This afternoon I went to see "Angels and Demons" with some friends because we wanted to see some pretty scenery and weren't feeling too picky about plot. Good thing that we weren't.
This sequel to "The Da Vinci Code" is such preposterous rubbish that it's unintentionally hilarious at times. Oh, I knew it was going to be garbage. I went to go see the city of Rome, both real and re-created, and to giggle at the flick with my buddies -- and I did just that. (Why, yes, we went for a matinee so we wouldn't have to pay full price. We knew it was going to be bad!)
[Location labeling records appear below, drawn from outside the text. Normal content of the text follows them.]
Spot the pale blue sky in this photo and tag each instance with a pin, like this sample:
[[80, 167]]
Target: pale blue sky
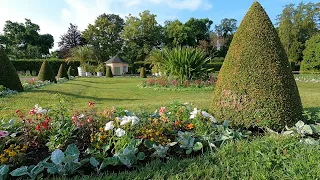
[[54, 16]]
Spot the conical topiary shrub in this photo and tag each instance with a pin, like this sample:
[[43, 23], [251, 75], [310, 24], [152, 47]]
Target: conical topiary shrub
[[109, 72], [143, 73], [46, 73], [255, 85], [62, 73], [8, 74], [70, 71]]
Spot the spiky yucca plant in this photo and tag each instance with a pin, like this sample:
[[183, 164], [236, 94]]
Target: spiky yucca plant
[[185, 63]]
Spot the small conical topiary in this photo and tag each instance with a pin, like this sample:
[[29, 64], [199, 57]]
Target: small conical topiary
[[46, 73], [143, 73], [109, 72], [62, 73], [70, 71], [8, 74], [255, 86]]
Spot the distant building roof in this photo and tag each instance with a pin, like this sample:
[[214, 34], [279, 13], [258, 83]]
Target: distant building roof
[[115, 59]]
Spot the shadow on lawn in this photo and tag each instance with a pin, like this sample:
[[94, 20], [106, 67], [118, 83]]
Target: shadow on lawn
[[79, 96]]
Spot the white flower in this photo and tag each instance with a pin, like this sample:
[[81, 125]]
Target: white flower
[[135, 120], [120, 132], [207, 115], [125, 120], [194, 113], [109, 126]]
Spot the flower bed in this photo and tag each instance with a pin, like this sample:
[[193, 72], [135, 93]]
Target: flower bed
[[51, 142], [31, 84], [165, 83]]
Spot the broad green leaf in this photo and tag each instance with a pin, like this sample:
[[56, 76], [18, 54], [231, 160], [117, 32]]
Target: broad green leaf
[[72, 150], [197, 146], [57, 156], [20, 171], [148, 143], [37, 170]]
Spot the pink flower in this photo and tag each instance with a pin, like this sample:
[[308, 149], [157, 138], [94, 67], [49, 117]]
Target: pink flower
[[3, 133], [91, 104], [32, 112], [162, 110]]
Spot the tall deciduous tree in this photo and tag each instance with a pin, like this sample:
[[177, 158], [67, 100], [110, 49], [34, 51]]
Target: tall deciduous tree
[[296, 25], [176, 33], [71, 39], [104, 35], [141, 34], [224, 35], [24, 41]]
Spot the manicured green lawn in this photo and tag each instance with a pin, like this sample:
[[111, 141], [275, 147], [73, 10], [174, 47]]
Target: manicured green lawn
[[123, 92]]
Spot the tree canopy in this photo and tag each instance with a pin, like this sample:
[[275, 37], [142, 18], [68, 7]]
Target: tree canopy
[[24, 41]]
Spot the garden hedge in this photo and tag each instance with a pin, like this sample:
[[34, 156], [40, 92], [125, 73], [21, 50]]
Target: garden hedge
[[35, 64], [255, 86], [8, 74], [143, 73], [109, 72], [62, 72], [46, 73]]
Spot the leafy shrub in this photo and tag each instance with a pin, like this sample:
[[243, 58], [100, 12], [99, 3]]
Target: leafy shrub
[[255, 85], [143, 73], [185, 62], [62, 72], [311, 55], [109, 72], [8, 74], [46, 73], [71, 71]]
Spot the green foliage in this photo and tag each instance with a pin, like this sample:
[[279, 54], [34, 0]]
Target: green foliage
[[32, 171], [147, 29], [70, 40], [24, 41], [186, 63], [82, 53], [109, 72], [8, 75], [4, 170], [35, 64], [104, 36], [143, 73], [296, 25], [65, 163], [62, 73], [46, 73], [70, 71], [311, 55], [255, 85]]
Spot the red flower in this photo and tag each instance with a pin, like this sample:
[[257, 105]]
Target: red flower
[[91, 104]]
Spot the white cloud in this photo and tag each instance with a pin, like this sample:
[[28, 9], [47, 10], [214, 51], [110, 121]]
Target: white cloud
[[83, 12]]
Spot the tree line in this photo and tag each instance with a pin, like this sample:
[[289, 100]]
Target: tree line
[[135, 37]]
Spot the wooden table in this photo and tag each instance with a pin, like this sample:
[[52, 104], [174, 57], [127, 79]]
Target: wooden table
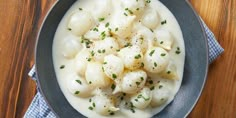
[[20, 21]]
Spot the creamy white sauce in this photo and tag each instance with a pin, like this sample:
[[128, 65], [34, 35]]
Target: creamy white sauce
[[82, 104]]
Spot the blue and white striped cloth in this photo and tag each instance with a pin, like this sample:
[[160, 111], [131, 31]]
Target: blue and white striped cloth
[[39, 109]]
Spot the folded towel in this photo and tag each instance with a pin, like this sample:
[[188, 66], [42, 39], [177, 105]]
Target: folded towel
[[39, 109]]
For an idea of just what a ludicrously contemptible narrative mess this flick was, try reading this review or, even better, this fabulously furious takedown by a British critic. The ever-readable Kurt Loder disassembles it adroitly and adds an astute observation of which religions are OK to offend in Hollywood and which aren't.
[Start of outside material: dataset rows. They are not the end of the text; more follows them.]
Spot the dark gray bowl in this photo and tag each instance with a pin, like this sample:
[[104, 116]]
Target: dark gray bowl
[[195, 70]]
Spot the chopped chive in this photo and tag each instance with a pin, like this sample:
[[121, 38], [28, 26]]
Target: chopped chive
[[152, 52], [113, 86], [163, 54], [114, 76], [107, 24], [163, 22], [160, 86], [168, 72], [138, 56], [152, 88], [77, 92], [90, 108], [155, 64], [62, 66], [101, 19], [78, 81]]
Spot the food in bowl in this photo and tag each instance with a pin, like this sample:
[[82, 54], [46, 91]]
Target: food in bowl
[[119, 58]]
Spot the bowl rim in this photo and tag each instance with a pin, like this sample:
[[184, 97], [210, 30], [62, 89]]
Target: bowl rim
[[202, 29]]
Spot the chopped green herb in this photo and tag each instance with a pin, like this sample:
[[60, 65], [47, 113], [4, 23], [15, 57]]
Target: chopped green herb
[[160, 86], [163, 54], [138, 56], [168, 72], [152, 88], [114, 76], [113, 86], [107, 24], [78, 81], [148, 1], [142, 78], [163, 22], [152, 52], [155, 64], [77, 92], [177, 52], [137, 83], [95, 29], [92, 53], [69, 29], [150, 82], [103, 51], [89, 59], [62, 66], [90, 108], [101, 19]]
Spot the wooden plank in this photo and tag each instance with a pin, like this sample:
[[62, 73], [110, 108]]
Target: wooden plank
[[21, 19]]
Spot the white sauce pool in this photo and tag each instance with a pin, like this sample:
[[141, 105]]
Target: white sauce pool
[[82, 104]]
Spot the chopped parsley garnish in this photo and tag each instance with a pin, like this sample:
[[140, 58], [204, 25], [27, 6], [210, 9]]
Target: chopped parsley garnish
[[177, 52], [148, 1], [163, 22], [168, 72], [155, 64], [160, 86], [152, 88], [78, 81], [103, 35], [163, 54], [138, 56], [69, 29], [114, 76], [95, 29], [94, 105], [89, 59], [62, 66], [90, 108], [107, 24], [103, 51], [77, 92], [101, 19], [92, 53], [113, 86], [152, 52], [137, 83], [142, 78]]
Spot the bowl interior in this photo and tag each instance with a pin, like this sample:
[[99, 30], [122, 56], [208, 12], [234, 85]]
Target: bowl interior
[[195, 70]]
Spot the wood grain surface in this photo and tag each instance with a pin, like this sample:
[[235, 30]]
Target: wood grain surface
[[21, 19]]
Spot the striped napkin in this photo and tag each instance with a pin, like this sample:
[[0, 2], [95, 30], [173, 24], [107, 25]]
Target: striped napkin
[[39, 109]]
All I'm going to say is: anti-matter shows up in the script. Anti-matter? Is this flick suffering from "Star Trek"-envy? Well, it SHOULD. Trek was a great bit of entertainment. "Angels and Demons" will make you laugh -- precisely because it doesn't intend to. It's a towering inanity all around.
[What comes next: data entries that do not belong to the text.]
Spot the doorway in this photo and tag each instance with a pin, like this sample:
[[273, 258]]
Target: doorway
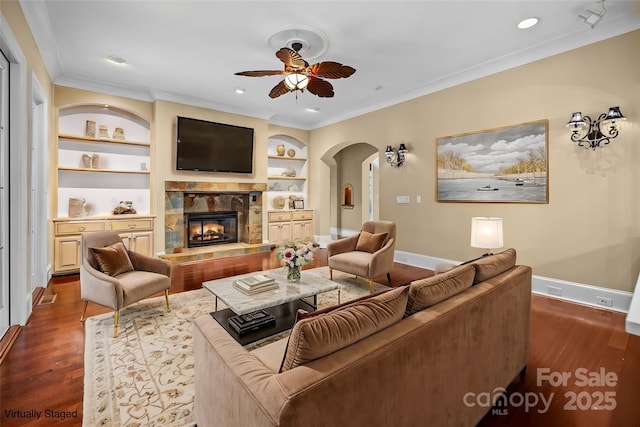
[[4, 205], [38, 254]]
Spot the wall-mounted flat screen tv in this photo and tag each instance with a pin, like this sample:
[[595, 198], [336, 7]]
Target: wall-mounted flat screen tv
[[213, 147]]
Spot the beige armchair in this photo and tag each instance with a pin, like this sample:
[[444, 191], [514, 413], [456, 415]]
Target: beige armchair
[[115, 277], [368, 254]]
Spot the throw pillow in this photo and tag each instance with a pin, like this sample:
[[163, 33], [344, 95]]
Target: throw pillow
[[493, 265], [424, 293], [318, 336], [113, 260], [371, 243]]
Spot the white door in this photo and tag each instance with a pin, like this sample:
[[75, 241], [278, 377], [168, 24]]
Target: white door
[[4, 190], [38, 191]]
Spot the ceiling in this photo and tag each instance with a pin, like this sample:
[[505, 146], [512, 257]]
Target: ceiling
[[188, 51]]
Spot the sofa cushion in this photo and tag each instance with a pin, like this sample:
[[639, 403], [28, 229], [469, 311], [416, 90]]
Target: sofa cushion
[[424, 293], [493, 265], [304, 314], [318, 336], [371, 243], [113, 259]]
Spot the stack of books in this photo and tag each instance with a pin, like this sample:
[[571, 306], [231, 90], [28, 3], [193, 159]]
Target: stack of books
[[251, 322], [255, 284]]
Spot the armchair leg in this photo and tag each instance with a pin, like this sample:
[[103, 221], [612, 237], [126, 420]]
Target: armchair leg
[[166, 298], [84, 310], [116, 317]]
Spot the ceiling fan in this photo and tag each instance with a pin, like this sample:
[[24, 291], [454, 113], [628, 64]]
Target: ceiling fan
[[299, 75]]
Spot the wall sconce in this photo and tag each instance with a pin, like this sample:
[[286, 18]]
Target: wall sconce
[[589, 133], [396, 157], [486, 233]]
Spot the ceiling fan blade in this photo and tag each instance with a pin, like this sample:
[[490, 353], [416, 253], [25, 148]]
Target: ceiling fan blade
[[319, 87], [291, 59], [331, 70], [260, 73], [279, 89]]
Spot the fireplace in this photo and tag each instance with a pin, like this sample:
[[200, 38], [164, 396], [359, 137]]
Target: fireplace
[[211, 228]]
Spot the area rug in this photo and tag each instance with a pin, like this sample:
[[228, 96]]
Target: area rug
[[145, 376]]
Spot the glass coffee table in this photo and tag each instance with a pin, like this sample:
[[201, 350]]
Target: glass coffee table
[[282, 302]]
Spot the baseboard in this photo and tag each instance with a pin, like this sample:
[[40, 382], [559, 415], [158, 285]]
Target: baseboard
[[555, 288], [632, 323]]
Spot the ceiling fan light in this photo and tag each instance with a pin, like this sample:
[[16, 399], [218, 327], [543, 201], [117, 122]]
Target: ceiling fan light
[[296, 81]]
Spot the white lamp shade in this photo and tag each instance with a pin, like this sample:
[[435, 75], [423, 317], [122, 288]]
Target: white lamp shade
[[486, 232]]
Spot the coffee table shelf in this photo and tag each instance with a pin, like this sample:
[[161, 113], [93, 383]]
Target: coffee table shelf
[[282, 302]]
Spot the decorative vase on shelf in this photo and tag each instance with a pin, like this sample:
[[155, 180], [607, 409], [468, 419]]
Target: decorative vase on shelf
[[293, 274]]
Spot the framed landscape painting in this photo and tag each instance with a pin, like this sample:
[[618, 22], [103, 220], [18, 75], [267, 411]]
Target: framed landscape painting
[[507, 164]]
Tom Hanks' unbelievably boring Harvard professor character is the anti-Indiana Jones. By this point, Harvard's probably wishing that Dan Brown had identified the Langdon character as a Yalie instead -- hey, let some other campus get stuck with this pompous, pedantic windbag! And poor old Ewan McGregor. As an energetic young papal aide, he's the only character who seems to have even a faint glimmer of a personality, and he (spoiler alert) naturally turns out to be a total psychotic nutcase who finally decides he'll get a head start on going to hell by setting himself on fire. Well, that wasn't quite what I meant when earlier I'd said that McGregor could be kind of hot.
Grade for the flick: C. Rotten Tomatoes gives it 37%.
Also, a public service announcement: Dan Brown is a complete and shameless hack who has made his fortune from mangling every kind of history and from marketing a blatant hostility to the Roman Catholic Church that I (not a Catholic) find completely revolting.